To shed further light on this unresolved issue and in continuation of our studies in which we utilize microwave heating [42,43,44,45,46,47,48], we report herein the results of our investigation on the reaction of N-(5-amino-4-cyano-1H-pyrazole-3-yl)-benzamide 1 with various electrophiles under controlled microwave heating conditions. Our aim was to modulate several factors controlling regioselectivity in such reactions.

The reaction of 5-aminopyrazole derivative 1 with benzylidene malononitrile 2a in pyridine under microwave irradiation (120°C, 20 min) was found to afford selectively the corresponding 7-aminopyrazolo[1,5-a]-pyrimidine derivative 4a rather than isomeric 5-aminopyrazole 3a. The mass spectrum of 4a showed a molecular ion peak m/z = 351.01 (100%). The IR spectra (KBr) showed an amino group, two cyano groups, and C═N absorption bands at λ max = 3,441, 3,360, 2,179, 2,200, and 1,631 cm−1. 1HNMR spectra revealed a broad singlet at δ = 9.02 ppm integrated for two protons, which was assigned to the NH2 group at C-7. If the reaction product was isomeric 5-amino derivatives, such amino groups will appear at a higher field shift. This low downfield shift could be rationalized for the anisotropic effect of the adjacent pyrazole ring nitrogen. In addition, it reveals signals at δ = 6.97 (1H, t, J = 6.6 Hz, Ar–H), 7.31 (2H, t, J = 7.8 Hz, Ar–H), 7.56–7.59 (m, 3H, Ar–H), 7.84–7.85 (2H, dd, J = 3.3, 4.2 Hz, Ar–H), 7.95 (2H, d, J = 7.8 Hz, Ar–H), 9.02 (1H, s, aniline-NH, D2O exchangeable). Its 13C NMR spectrum showed characteristic signals at δ = 75.69 (pyrazole C-3), 115.88 (CN at C-6), 118.19 (CN at C-3), 121.27–140-35 (aromatic carbons), 149.48 (C-4), 155.63 (C-5), 162.1 (C-7).
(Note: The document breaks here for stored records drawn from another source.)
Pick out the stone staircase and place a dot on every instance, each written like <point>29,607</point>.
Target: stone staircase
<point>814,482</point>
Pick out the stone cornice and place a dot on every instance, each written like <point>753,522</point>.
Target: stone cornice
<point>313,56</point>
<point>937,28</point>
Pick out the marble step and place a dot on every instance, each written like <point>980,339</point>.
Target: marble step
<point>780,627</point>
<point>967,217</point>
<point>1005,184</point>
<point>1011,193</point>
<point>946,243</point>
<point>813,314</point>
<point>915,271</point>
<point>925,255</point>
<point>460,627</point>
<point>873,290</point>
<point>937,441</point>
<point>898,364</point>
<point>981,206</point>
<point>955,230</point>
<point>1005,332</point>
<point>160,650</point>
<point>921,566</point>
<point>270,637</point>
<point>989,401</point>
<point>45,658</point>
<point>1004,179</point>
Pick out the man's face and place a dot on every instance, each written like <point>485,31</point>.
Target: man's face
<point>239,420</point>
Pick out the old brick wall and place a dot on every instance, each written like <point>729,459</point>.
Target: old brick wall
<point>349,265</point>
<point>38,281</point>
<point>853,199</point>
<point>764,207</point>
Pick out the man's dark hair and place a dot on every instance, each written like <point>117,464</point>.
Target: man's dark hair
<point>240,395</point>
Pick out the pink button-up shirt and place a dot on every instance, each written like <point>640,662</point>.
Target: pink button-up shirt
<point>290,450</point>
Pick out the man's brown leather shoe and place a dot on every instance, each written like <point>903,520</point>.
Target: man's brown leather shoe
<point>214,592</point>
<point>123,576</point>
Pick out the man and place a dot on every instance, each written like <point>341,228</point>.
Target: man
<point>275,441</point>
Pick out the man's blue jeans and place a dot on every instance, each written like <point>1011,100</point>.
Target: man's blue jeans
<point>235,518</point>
Furthermore, the structure of 4a was unambiguously confirmed by single-crystal X-ray diffraction [41] (Figure 2).

Figure 2 ORTEB diagram of compound 4a (X-ray).
Figure 2

ORTEB diagram of compound 4a (X-ray).

With these results in hand, we investigated the scope of such reactions with a variety of substituted cinnamonitrile derivatives. Thus, the reaction of 1 with 2b–f under the same experimental conditions afforded the corresponding 7-aminopyrazolo [1,5-a]pyrimidine derivatives 4b–f, respectively, in excellent yields. The structures of 4b–f were established from their mass spectra, 1HNMR, and 13C NMR spectra, which showed a similar pattern as compound 4a as well as elemental analysis. Further confirmation was achieved by single-crystal X-ray diffraction of 4d [42] (Figure 3, Scheme 1). These results were in contrast to that reported for the formation of 5-aminopyrazolo[1,5-a]pyrimidines from the reaction of 1 with arylidenemalononitriles [37]

Figure 3 ORTEB diagram of compound 4d (X-ray).
Figure 3

ORTEB diagram of compound 4d (X-ray).

Scheme 1 The reaction of 5-aminopyrazole derivatives 1 with benzylidene malononitrile derivatives 2.
Scheme 1

The reaction of 5-aminopyrazole derivatives 1 with benzylidene malononitrile derivatives 2.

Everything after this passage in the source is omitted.